# Communication Styles



## L (Aug 12, 2011)

> Noble Score: 2
> 
> Socratic Score: 4
> 
> ...


Sounds pretty accurate.

What will you get?

As always with my temperament inquiries please list both your Enneagram type (tritype if known) and your Myers-Briggs Type.

Now please discuss:happy:

EDIT: wow...forgot to list my types lmao
MBT: INTP, fairly ambiverted.
Ennea: 3w2 5w4 8w7.


----------



## NotedBook300 (Sep 24, 2011)

> *Your Noble Score is 4
> 
> Your Socratic Score is 0
> 
> ...


MBTI: ISTP
Ennea: 5w6, 3w2, 8w9

I answered "No" for most of them.


----------



## DoctorYikes (Nov 22, 2010)

Noble: 5
Socratic: 2
Reflective: 2

Hrm. Needs a bit of tact.


----------



## IdontCare (Jan 4, 2012)

Noble: 3
Socratic: 1
Reflective: 5


----------



## Murnando (Dec 10, 2011)

Noble: 2
Socratic: 6
Reflective: 4

It was okay, but the test was quite simplistic and and badly designed. There was no middle ground option for an answer, it was either 100% yes or 100% no, and the test was only about 20 questions long, so I highly doubt it's accuracy. It's a nice idea though, there aren't many tests that focus purely on the sociological side of things.


----------



## Thalassa (Jun 10, 2010)

Noble: 10

Socratic: 6

Reflective: 4

I tell it like it is, am particularly scolded by Fe types (or surprise Fe types) for/by being very direct, but I'm capable enough of applying the Socratic method that I'm careful about to whom and when I say things (more and more as I get older, especially). 

iSFP

Enneagram 6w7


----------



## MandiKind (Oct 27, 2011)

Noble 2
Socratic 2
Reflective 4

A Reflective is supportive, polite, conflict-free. Believes that the maintenance or advancement of the personal relationship assumes precedence over all other functions and goals during an interaction. Uses communication to deepen relationships.

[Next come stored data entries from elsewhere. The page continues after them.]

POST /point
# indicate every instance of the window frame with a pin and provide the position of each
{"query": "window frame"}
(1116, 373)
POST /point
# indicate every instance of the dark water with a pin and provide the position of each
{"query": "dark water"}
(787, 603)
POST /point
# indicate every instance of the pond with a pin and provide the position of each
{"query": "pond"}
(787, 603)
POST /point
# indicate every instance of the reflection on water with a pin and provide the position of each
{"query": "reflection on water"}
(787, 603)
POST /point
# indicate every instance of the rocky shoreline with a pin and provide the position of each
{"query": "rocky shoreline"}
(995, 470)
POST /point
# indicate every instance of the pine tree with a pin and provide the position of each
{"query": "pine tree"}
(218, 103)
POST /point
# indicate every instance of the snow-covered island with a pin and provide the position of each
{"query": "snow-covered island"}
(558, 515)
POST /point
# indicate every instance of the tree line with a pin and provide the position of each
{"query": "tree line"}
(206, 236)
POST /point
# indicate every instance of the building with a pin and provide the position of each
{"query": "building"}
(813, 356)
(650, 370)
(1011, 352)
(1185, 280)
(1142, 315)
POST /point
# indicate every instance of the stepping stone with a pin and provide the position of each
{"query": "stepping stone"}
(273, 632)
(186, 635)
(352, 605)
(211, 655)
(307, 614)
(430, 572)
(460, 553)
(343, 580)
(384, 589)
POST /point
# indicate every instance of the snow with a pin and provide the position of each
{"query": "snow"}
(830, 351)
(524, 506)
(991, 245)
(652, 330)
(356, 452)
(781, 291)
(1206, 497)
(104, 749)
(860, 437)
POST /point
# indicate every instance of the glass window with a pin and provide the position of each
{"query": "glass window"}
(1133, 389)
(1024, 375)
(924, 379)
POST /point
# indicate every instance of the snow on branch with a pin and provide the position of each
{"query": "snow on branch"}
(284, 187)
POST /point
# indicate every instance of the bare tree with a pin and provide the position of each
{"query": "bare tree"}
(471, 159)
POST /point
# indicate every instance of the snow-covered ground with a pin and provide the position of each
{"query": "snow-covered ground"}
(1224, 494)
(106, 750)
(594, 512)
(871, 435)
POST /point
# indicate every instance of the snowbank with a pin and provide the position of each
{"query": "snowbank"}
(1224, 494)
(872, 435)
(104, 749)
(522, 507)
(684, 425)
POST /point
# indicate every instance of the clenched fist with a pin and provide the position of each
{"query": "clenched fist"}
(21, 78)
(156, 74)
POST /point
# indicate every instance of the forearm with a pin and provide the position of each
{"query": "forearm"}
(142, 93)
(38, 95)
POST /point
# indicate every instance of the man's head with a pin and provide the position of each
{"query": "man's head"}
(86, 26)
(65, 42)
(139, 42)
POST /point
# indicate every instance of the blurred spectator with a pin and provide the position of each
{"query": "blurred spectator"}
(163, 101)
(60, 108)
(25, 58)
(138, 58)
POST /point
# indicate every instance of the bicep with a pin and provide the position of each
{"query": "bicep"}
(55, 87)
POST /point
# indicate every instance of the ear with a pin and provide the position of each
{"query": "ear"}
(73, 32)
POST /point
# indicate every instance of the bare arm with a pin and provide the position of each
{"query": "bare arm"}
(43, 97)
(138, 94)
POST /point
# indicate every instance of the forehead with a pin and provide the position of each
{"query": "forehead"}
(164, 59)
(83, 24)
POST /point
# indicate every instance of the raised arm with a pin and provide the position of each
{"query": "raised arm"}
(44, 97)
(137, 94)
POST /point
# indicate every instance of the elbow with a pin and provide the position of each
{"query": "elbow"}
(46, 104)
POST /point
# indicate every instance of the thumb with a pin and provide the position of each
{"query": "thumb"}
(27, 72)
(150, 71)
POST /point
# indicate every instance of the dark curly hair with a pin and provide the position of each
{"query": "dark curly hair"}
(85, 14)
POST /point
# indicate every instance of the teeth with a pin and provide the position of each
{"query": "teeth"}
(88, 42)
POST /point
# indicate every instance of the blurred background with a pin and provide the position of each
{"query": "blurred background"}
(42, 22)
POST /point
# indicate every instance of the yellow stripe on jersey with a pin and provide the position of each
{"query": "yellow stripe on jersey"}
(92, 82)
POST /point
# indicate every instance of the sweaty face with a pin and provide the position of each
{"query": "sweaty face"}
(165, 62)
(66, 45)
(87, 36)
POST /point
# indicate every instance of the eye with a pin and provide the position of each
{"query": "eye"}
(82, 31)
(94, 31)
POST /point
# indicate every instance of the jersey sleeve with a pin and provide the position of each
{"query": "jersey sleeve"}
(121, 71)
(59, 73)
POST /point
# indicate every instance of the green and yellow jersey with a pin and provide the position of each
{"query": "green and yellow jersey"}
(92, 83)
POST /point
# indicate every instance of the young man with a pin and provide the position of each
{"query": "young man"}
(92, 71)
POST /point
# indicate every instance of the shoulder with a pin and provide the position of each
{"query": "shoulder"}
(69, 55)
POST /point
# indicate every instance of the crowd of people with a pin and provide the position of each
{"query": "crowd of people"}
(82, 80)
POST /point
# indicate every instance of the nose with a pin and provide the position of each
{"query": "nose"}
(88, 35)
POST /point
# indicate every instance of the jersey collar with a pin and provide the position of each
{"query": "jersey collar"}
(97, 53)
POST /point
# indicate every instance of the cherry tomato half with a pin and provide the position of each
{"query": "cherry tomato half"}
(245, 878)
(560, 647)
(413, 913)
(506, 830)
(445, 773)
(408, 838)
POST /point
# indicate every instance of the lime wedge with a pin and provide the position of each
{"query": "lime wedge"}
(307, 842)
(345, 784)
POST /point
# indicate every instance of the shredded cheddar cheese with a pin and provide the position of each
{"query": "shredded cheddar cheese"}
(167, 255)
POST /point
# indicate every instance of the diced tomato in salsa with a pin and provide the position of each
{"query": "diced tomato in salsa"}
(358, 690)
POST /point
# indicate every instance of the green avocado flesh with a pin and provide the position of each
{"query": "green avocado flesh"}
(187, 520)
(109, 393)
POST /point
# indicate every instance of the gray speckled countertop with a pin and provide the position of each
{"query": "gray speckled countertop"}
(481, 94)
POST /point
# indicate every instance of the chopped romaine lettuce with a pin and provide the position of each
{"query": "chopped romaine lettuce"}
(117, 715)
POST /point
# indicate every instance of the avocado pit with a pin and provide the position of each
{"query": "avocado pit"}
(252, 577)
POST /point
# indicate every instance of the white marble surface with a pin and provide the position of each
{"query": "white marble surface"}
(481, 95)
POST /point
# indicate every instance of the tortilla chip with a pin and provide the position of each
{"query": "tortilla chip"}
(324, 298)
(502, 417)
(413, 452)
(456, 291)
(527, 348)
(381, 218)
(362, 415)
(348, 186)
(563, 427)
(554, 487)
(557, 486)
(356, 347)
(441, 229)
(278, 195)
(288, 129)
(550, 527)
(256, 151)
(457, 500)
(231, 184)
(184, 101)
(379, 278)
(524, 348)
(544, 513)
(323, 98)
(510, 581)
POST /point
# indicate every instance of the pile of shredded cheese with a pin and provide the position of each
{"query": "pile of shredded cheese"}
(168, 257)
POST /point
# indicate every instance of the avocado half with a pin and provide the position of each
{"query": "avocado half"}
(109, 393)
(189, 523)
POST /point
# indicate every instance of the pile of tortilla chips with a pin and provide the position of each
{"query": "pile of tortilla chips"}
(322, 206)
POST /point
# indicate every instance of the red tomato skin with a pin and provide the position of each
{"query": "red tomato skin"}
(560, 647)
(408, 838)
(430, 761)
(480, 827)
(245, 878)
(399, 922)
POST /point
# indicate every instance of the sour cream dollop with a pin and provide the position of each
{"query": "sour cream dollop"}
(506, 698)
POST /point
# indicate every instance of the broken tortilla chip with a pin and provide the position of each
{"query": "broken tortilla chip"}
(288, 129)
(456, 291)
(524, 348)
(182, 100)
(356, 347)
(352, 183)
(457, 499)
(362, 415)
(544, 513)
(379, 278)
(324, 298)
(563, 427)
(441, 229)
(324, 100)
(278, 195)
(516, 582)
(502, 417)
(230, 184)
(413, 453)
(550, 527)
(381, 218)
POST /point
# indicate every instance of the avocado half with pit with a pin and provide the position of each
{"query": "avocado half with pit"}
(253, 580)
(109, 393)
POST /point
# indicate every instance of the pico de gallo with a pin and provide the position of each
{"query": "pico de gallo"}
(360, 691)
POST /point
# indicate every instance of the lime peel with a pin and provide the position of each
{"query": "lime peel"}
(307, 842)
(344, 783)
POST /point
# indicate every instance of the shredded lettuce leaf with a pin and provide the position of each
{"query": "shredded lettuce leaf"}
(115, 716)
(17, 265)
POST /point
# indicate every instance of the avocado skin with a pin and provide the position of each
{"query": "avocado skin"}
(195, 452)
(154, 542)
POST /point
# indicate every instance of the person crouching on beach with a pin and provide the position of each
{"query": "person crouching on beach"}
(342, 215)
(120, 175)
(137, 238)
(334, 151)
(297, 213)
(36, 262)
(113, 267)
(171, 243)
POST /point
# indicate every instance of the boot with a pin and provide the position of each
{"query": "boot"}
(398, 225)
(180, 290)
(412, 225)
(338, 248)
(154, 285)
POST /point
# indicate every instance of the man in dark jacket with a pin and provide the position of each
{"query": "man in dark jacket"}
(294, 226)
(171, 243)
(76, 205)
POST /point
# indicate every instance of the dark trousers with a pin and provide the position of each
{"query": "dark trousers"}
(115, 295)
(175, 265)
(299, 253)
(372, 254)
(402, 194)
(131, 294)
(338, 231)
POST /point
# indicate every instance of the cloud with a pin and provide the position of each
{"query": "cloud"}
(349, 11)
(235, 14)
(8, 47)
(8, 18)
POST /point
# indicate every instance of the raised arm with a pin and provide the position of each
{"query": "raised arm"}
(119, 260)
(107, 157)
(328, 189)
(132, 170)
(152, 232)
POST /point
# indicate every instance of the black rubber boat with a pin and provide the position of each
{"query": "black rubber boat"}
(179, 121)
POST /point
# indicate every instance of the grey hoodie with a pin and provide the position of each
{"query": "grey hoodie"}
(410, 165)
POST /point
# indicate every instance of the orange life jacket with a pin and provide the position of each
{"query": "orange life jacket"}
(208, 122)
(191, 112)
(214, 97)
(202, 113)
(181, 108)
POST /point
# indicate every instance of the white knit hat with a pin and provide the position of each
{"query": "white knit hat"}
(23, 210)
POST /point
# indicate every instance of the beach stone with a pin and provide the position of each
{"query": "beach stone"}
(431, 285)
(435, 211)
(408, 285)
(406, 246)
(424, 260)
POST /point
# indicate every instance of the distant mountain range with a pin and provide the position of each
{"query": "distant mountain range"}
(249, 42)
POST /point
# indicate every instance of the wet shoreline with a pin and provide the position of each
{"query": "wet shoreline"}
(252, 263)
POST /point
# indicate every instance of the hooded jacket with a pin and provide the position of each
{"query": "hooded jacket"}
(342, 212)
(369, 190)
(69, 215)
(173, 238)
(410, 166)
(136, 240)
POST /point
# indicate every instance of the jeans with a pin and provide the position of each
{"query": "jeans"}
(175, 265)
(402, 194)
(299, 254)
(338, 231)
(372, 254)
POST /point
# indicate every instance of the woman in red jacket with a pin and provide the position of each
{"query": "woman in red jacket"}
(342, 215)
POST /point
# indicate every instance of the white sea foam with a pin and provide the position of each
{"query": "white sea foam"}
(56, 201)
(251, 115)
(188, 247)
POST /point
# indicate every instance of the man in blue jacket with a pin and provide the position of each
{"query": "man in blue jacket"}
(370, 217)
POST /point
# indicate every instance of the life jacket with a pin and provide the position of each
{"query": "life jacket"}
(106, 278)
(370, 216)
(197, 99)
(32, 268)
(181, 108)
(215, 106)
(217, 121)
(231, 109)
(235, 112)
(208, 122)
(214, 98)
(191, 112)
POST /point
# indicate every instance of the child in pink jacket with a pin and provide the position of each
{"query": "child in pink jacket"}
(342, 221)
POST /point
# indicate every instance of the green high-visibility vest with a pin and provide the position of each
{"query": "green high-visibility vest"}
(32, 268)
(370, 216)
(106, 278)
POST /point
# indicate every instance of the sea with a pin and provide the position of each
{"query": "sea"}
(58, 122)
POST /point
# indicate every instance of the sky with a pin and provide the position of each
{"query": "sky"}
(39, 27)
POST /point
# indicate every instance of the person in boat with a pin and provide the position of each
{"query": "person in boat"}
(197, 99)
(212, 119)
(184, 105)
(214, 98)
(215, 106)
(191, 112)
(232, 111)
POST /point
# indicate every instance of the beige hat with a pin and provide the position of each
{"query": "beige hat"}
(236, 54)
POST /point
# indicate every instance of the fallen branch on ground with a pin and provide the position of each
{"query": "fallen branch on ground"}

It sounds accurate for me. Also, it looks like we all have an ulterior motive when we're conversing with others. 

ISFP
9w8...9-5-4


----------



## Riy (Apr 1, 2010)

Noble 3
Socratic 3
Reflective 5

A Reflective is supportive, polite, conflict-free. Believes that the maintenance or advancement of the personal relationship assumes precedence over all other functions and goals during an interaction. Uses communication to deepen relationships.


ISFP
6w7, 9w8, 3w2


----------



## Wendixy (Mar 1, 2011)

Your Noble Score is 2

Your Socratic Score is 3

Your Reflective Score is 4

ISFP

4w5


----------



## arleccio (Feb 1, 2012)

Your Noble Score is 6

Your Socratic Score is 2

Your Reflective Score is 5

If your Noble and Reflective scores are close to each other but far from your Socratic score, you are a Senator. The Senator chooses (according to situation) between Noble and Reflective styles, "the most clever of all communicators, the Senator views communication as a strategy for success or survival." 

...or just tries to get through it as fast as possible :wink:


----------



## Vanderlyle (Jan 19, 2012)

Your Noble Score is 1

Your Socratic Score is 5

Your Reflective Score is 3

_If your Socratic score is higher than the other two, you are Socratic. The Socratic is analytical, reasonable, deliberate in what they say, to whom they will say it, and under what conditions they will say it." Uses communication to persuade._

ESFP
I seemed to fit this description, as well as the equal Socratic and Reflective result. Sort of a mix between the two.


----------